Ao assinar o processo de abertura da Comissão Parlamentar de Inquérito (CPI) do Asfalta Manaus, o deputado estadual Wanderley Monteiro decidiu seu destino no Avante: a expulsão. Isso porque com sua assinatura a Assembleia Legislativa do Amazonas (Aleam) vai investigar a gestão do presidente regional da sigla, o prefeito de Manaus David Almeida.
Conforme noticiado pelo Foco na última semana, a decisão de Wanderley Monteiro foi vista como um ato de rebeldia pelo partido do prefeito, que bancou e articulou sua campanha para a Aleam. Além disso, foi especulada a expulsão do deputado, confirmada nesta segunda-feira (11) durante reunião envolvendo lideranças na sede do partido em Manaus. A sigla usou como justificativa “quebra de fidelidade partidária”.
A decisão foi um recado ao deputado da Aleam, que foi considerado traidor por assinar a CPI que vai investigar o repasse de R$ 187 milhões do Governo do Amazonas para o programa Asfalta Manaus, do Executivo Municipal.
Segundo a sigla, a medida foi deliberada, de forma unânime, pelas executivas estadual e municipal do partido, com base no estatuto do Avante e na legislação eleitoral vigente, que garante a preservação da coerência política e do compromisso com a base eleitoral.
Na reunião, esteve presente o prefeito David Almeida, alvo da investigação, o presidente da Câmara Municipal de Manaus (CMM), vereador David Reis, o líder do prefeito na Casa, Eduardo Alfaia, e o vice-governador Tadeu de Souza. Os integrantes fazem parte do chamado “núcleo duro” do partido no estado.
Circula nos bastidores que Wanderley Monteiro teria divergências com David Almeida há algum tempo. Ao apoiar a CPI na Aleam, ele só reforçou o racha entre os membros do Avante. Com o início do processo de expulsão, Wanderley Monteiro terá, definitivamente, seu fim no partido.
CPI do Asfalta Manaus
A CPI de autoria do deputado Delegado Péricles alcançou o número de assinaturas necessárias (8) e não deve encontrar dificuldades em avançar no Legislativo Estadual. O presidente da Casa, deputado Roberto Cidade (União), afirmou que vai pautar a proposta.

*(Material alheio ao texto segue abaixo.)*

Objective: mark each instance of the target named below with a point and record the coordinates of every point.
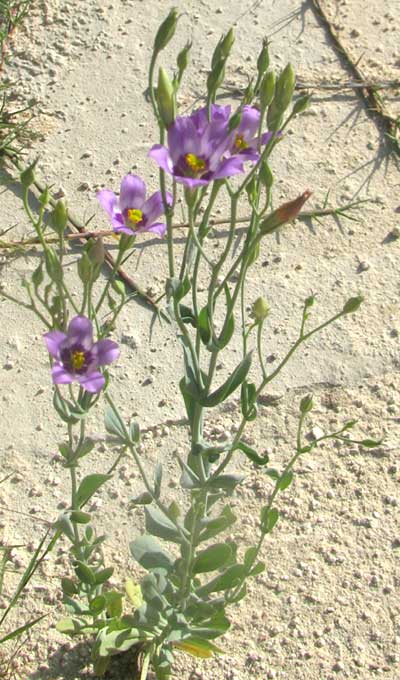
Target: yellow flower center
(77, 359)
(135, 215)
(240, 144)
(195, 163)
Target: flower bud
(267, 90)
(183, 60)
(285, 88)
(223, 48)
(266, 176)
(352, 305)
(166, 31)
(234, 121)
(260, 310)
(44, 197)
(301, 104)
(285, 213)
(59, 218)
(263, 59)
(165, 98)
(27, 176)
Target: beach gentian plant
(132, 213)
(77, 357)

A CPI vai investigar o repasse de R$187 milhões do Governo do Amazonas para a Prefeitura de Manaus, sob gestão de David Almeida.
A proposta teve iniciativa após a morte trágica da jovem Giovana Ribeiro e seu bebê de sete meses. Na ocasião, a moto em que estava pilotada por seu marido colidiu contra um buraco na avenida Djalma Batista e bateu numa árvore no meio fim. Com o impacto da batida, a jovem não resistiu aos ferimentos e morreu.